Age-related homeostatic midchannel proteolysis of neuronal L-type voltage-gated Ca²⁺ channels.

作者信息

Michailidis Ioannis E, Abele-Henckels Kathryn, Zhang Wei K, Lin Bochao, Yu Yong, Geyman Lawrence S, Ehlers Michael D, Pnevmatikakis Eftychios A, Yang Jian

机构信息

Department of Biological Sciences, Columbia University, New York, NY 10027, USA.

Neuroscience Research Unit, Pfizer Worldwide Research and Development, Cambridge, MA 02139, USA.

出版信息

Neuron. 2014 Jun 4;82(5):1045-57. doi: 10.1016/j.neuron.2014.04.017.

DOI:10.1016/j.neuron.2014.04.017
PMID:24908485
原文链接:https://pmc.ncbi.nlm.nih.gov/articles/PMC4052215/
Abstract

Neural circuitry and brain activity depend critically on proper function of voltage-gated calcium channels (VGCCs), whose activity must be tightly controlled. We show that the main body of the pore-forming α1 subunit of neuronal L-type VGCCs, Cav1.2, is proteolytically cleaved, resulting in Cav1.2 fragment channels that separate but remain on the plasma membrane. This "midchannel" proteolysis is regulated by channel activity, involves the Ca(2+)-dependent protease calpain and the ubiquitin-proteasome system, and causes attenuation and biophysical alterations of VGCC currents. Recombinant Cav1.2 fragment channels mimicking the products of midchannel proteolysis do not form active channels on their own but, when properly paired, produce currents with distinct biophysical properties.
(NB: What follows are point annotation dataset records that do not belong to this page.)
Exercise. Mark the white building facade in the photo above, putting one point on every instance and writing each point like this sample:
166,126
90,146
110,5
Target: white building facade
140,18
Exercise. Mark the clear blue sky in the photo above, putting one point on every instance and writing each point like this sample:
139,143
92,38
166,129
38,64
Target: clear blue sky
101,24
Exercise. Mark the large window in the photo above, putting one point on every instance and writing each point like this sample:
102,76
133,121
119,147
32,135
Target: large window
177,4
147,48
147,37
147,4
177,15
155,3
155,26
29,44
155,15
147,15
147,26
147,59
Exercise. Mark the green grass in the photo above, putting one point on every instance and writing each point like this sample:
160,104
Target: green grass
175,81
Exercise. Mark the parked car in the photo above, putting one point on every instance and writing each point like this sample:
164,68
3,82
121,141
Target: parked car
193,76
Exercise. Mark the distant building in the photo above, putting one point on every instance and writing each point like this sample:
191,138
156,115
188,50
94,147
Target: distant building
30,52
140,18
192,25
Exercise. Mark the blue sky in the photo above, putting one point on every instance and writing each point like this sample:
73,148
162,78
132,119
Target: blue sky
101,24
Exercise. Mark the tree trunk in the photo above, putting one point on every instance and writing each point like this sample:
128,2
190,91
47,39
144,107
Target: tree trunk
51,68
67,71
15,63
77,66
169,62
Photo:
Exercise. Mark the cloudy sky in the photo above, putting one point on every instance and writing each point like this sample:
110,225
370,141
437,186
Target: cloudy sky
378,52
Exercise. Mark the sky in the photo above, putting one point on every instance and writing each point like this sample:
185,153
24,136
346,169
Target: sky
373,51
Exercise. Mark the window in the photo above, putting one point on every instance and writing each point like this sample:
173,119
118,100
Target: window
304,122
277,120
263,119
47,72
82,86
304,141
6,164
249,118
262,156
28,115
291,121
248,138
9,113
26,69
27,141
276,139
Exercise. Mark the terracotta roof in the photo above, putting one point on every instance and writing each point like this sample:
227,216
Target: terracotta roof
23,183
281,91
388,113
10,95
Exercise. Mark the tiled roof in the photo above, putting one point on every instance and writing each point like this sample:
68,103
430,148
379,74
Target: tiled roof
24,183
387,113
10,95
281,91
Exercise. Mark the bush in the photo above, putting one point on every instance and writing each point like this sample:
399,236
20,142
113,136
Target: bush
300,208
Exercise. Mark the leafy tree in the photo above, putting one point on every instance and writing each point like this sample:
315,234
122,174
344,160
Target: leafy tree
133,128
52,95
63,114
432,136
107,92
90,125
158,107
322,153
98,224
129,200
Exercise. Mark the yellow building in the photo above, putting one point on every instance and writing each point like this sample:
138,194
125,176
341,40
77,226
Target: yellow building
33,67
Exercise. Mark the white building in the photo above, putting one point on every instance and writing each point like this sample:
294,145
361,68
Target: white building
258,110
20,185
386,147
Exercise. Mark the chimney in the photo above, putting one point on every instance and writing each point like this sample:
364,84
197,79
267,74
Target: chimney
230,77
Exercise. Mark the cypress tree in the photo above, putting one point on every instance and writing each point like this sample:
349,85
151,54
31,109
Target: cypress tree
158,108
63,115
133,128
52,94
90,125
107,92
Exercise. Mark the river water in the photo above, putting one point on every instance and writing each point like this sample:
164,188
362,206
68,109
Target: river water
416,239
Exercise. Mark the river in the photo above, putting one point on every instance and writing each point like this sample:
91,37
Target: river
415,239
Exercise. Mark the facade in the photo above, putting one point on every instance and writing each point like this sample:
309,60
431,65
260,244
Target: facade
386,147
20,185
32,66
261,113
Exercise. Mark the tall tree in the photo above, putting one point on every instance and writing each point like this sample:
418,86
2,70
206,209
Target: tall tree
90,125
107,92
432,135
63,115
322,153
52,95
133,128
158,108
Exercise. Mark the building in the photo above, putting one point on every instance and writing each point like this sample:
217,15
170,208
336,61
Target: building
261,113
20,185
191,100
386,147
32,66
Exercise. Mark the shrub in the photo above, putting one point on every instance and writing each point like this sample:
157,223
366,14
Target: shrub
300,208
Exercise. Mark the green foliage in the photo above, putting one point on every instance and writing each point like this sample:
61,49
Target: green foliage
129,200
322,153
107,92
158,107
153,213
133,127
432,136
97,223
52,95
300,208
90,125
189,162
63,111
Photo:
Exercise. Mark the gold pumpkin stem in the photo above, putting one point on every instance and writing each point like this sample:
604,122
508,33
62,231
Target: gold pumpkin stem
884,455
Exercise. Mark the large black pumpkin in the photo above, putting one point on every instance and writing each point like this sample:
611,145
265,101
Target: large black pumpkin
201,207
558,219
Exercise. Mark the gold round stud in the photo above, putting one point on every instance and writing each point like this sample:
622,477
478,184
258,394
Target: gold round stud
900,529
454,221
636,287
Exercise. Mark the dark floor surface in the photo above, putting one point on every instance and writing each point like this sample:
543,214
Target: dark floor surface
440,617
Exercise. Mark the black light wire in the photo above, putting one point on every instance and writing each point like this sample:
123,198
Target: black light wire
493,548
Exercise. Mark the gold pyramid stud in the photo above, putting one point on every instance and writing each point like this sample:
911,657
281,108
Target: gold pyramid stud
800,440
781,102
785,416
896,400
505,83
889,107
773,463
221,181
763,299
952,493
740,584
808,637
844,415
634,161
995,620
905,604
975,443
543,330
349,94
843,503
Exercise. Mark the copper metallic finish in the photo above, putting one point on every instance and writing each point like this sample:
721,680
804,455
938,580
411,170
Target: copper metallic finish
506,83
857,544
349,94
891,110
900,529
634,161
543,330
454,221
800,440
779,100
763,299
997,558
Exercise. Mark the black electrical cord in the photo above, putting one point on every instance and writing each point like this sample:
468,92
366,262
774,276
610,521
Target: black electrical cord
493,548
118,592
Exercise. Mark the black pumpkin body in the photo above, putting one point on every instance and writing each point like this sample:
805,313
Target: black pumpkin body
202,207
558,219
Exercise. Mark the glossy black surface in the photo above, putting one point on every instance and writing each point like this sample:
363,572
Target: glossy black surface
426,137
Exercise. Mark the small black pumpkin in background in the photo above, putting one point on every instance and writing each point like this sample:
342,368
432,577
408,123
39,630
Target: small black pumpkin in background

Midchannel proteolysis increases dramatically with age and can be attenuated with an L-type VGCC blocker in vivo. Midchannel proteolysis represents a novel form of homeostatic negative-feedback processing of VGCCs that could profoundly affect neuronal excitability, neurotransmission, neuroprotection, and calcium signaling in physiological and disease states.

摘要

神经回路和大脑活动严重依赖于电压门控钙通道(VGCCs)的正常功能,其活性必须受到严格控制。我们发现,神经元L型VGCCs(Cav1.2)的成孔α1亚基主体会发生蛋白水解切割,产生可分离但仍留在质膜上的Cav1.2片段通道。这种“通道中部”的蛋白水解受通道活性调控,涉及钙依赖性蛋白酶钙蛋白酶和泛素-蛋白酶体系统,并导致VGCC电流的减弱和生物物理特性改变。模拟通道中部蛋白水解产物的重组Cav1.2片段通道自身不会形成活性通道,但在适当配对时会产生具有独特生物物理特性的电流。通道中部蛋白水解随年龄增长显著增加,且在体内可被L型VGCC阻滞剂减弱。通道中部蛋白水解代表了一种新型的VGCCs稳态负反馈调节形式,可能在生理和疾病状态下深刻影响神经元兴奋性、神经传递、神经保护和钙信号传导。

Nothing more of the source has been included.